L’organisation non-gouvernementale de protection des consommateurs exprime sa colère car le Sénat est censé superviser l’accord de commerce sans restriction entre l’Union Européenne et le Canada. Cependant, des alliés politiques de la majorité ont introduit une demande de retrait par peur que cet accord ne soit finalement pas approuvé.
Karine Jacquemart, qui dirige l’organisation Foodwatch en France, a fermement critiqué le processus par lequel le Sénat doit examiner l’accord de libre-échange entre le Canada et l’Union Européenne (connu sous le nom de Ceta), lors d’une interview diffusée sur France Inter le jeudi 21 mars. Elle a qualifié ce processus de « véritable vol antidémocratique ». Le vote du Sénat survient cinq ans après que l’accord ait été adopté par l’Assemblée nationale en 2019, suite à l’inscription de ce texte par les sénateurs communistes dans leur agenda parlementaire, à l’approche des élections européennes.
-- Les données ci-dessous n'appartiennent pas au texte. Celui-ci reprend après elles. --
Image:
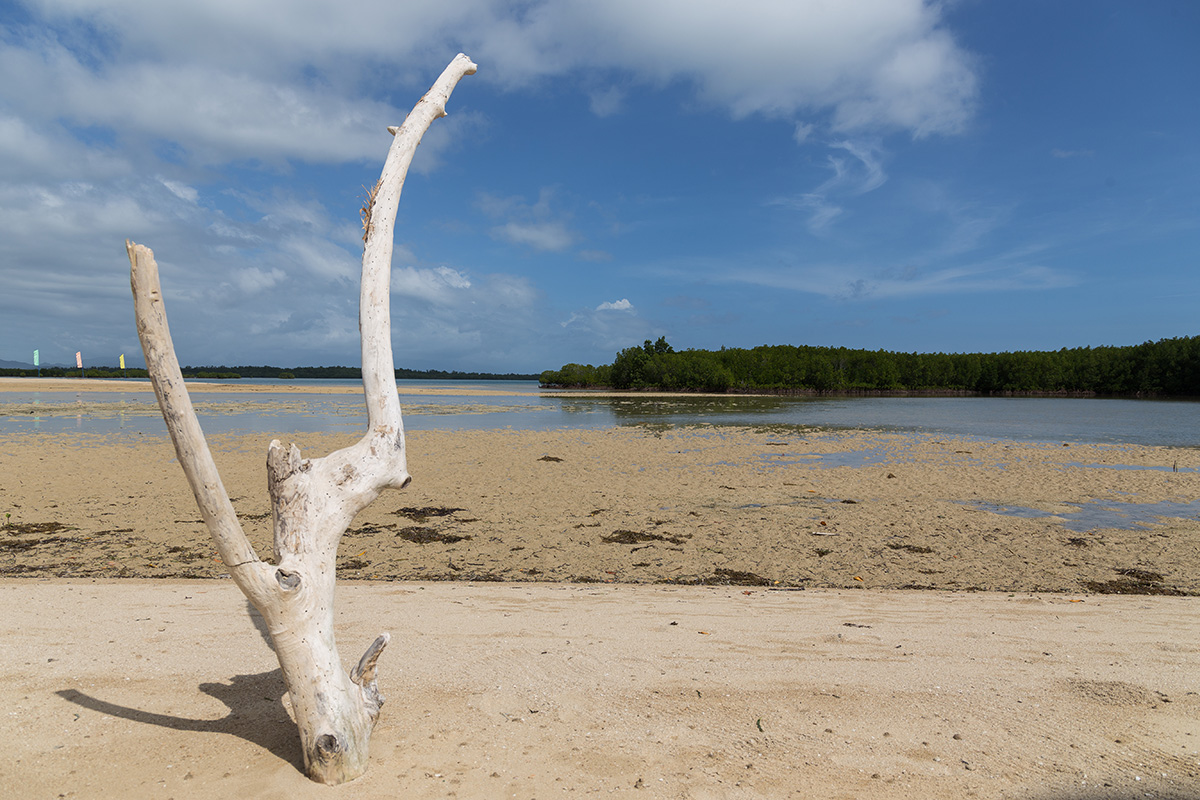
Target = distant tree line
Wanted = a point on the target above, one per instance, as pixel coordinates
(1163, 368)
(223, 372)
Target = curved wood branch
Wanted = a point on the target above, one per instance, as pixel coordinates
(379, 218)
(313, 500)
(185, 431)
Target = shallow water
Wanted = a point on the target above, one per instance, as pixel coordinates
(1103, 421)
(1102, 513)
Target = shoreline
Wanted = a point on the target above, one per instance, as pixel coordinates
(701, 505)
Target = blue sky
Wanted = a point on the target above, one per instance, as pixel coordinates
(882, 174)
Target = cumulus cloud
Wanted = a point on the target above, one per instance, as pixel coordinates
(617, 305)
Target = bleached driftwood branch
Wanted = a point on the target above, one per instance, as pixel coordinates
(313, 500)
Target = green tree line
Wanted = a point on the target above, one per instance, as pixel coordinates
(1163, 368)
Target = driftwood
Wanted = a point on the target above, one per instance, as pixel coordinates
(313, 499)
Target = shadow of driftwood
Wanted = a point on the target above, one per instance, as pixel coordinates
(255, 703)
(256, 714)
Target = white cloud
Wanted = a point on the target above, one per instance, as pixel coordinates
(537, 226)
(274, 80)
(436, 286)
(851, 282)
(850, 178)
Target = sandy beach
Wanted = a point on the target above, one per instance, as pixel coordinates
(640, 612)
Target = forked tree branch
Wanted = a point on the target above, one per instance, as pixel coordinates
(313, 500)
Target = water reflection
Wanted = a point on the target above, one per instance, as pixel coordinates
(1102, 513)
(1104, 421)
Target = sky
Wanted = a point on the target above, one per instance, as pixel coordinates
(883, 174)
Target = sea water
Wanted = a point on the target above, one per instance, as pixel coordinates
(525, 407)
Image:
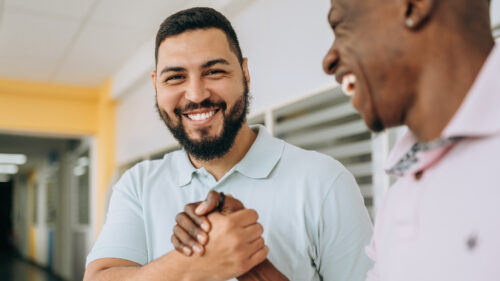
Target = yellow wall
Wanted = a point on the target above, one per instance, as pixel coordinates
(66, 110)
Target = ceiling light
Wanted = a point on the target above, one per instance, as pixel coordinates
(18, 159)
(83, 161)
(4, 178)
(79, 171)
(8, 169)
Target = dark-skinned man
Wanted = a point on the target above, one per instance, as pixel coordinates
(202, 93)
(431, 65)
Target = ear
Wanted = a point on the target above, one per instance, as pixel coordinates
(153, 78)
(417, 12)
(244, 66)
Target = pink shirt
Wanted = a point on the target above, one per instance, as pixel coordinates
(441, 219)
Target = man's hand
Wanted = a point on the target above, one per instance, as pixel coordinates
(191, 232)
(193, 223)
(235, 246)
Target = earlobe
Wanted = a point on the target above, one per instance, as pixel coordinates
(244, 66)
(417, 12)
(153, 78)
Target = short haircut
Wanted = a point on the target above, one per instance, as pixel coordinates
(197, 18)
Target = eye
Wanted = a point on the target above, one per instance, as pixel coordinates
(174, 78)
(215, 72)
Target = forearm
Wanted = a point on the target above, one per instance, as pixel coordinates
(172, 266)
(265, 271)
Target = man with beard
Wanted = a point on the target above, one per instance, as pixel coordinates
(431, 65)
(311, 217)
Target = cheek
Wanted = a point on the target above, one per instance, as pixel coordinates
(167, 100)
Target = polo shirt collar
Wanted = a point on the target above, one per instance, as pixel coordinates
(477, 116)
(184, 168)
(258, 163)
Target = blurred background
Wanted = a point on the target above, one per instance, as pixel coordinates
(77, 110)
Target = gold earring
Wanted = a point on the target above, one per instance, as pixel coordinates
(410, 22)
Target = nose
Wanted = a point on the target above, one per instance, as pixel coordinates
(196, 91)
(331, 61)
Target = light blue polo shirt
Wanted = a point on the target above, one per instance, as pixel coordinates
(315, 223)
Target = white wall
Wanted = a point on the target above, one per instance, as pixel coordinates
(139, 130)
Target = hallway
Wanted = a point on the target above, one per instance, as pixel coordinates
(12, 268)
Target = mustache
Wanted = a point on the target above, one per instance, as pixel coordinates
(204, 104)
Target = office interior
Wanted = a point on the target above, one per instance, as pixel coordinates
(77, 110)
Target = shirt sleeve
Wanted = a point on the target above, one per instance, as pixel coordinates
(371, 250)
(123, 235)
(344, 230)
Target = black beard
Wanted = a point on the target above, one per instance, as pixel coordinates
(209, 148)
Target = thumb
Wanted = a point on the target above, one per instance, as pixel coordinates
(209, 204)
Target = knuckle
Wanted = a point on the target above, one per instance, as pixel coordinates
(253, 214)
(260, 229)
(179, 217)
(261, 243)
(192, 230)
(189, 208)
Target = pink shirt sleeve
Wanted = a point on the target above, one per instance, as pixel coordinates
(371, 250)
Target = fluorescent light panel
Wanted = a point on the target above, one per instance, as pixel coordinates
(8, 169)
(4, 178)
(17, 159)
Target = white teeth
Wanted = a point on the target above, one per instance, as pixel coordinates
(201, 116)
(349, 84)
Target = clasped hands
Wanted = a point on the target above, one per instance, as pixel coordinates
(229, 241)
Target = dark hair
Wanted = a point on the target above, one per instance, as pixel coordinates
(197, 18)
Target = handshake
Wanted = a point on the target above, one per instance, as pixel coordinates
(228, 236)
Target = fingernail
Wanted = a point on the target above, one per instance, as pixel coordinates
(200, 208)
(204, 226)
(186, 251)
(201, 238)
(197, 249)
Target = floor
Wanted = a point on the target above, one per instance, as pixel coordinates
(13, 268)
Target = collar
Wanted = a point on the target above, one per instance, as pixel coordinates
(477, 116)
(258, 162)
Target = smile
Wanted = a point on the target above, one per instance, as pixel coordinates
(349, 84)
(201, 116)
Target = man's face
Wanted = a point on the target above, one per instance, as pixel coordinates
(201, 91)
(369, 59)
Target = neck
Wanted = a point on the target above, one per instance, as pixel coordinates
(220, 166)
(444, 82)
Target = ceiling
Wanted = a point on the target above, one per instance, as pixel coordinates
(77, 42)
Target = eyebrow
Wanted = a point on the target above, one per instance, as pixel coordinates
(214, 62)
(205, 65)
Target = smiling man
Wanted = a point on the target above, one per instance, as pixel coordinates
(431, 65)
(316, 232)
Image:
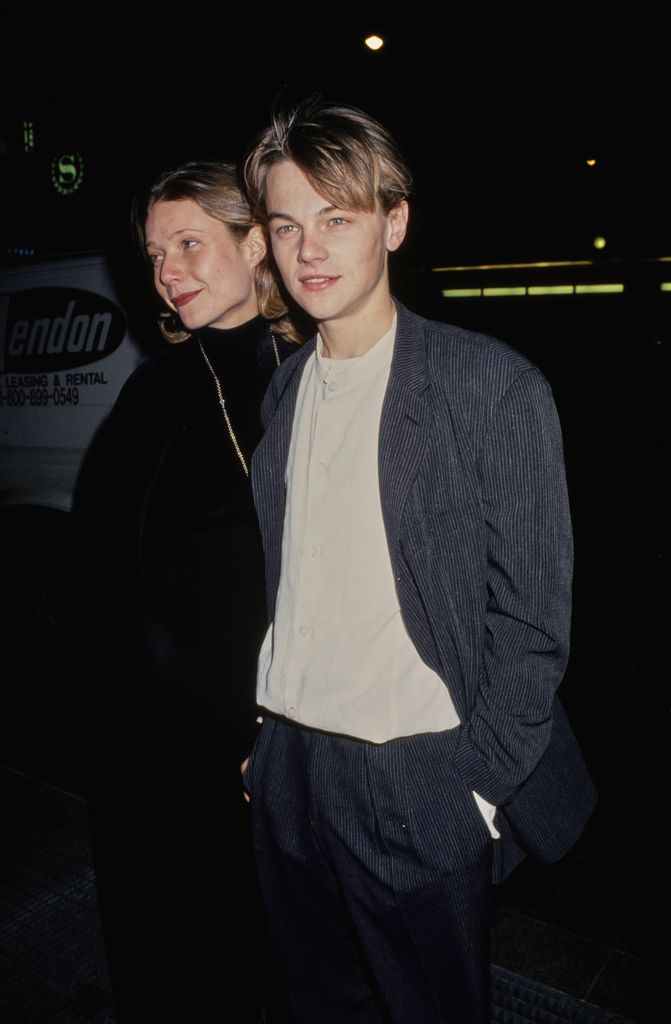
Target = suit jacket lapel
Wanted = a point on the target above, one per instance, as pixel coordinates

Le vote au Sénat a transformé la ratification du Ceta en un véritable casse-tête pour la majorité. D’après Jacquemart, le gouvernement a précipité la procédure lors de son adoption initiale en juillet 2019, ce qui a empêché un débat démocratique adéquat. Elle est convaincue qu’un processus plus démocratique aurait permis de remettre en question la pertinence de l’accord.
En dépit du refus de 10 pays dont la France, « 90% du texte » du Ceta est appliqué provisoirement
Jacquemart affirme qu’un retournement de situation a eu lieu cinq ans plus tard, avec des alliés du gouvernement au sein du Sénat cherchant à repousser le vote en raison de doutes sur son acceptation par la majorité.
Karine Jacquemart, à France Inter, avait expliqué : « Face à la peur de voir leur proposition refusée par la plupart des sénateurs, ils proposent une motion expresse pour repousser le vote en commission ».
Jacquemart dénonce cette manœuvre qui, selon elle, est une façon de contourner le processus lorsque le résultat ne leur convient pas. Elle souligne également que, bien que la France soit l’un des 10 pays de l’UE à ne pas avoir ratifié l’accord, 90% de son contenu est déjà mis en œuvre depuis 2017.
Elle met en lumière les écarts considérables entre les normes de production alimentaire et d’élevage au Canada et en Europe. Par exemple, le Canada autorise toujours l’utilisation de plus de 40 pesticides et l’alimentation du bétail avec certains types de farines animales. De plus, le bétail canadien peut recevoir des antibiotiques pour stimuler sa croissance. Selon Jacquemart, le Canada utilise l’accord pour contester les normes de protection sociale et environnementale de l’UE.
La directrice de Foodwatch critique un système qui favorise certains acteurs au détriment des autres, tels que les gros exportateurs de fromages et de vins. Elle précise que si le Ceta est signé, un quota de 65 000 tonnes de bœuf serait autorisé toutes les fois que le Canada décide de l’exporter.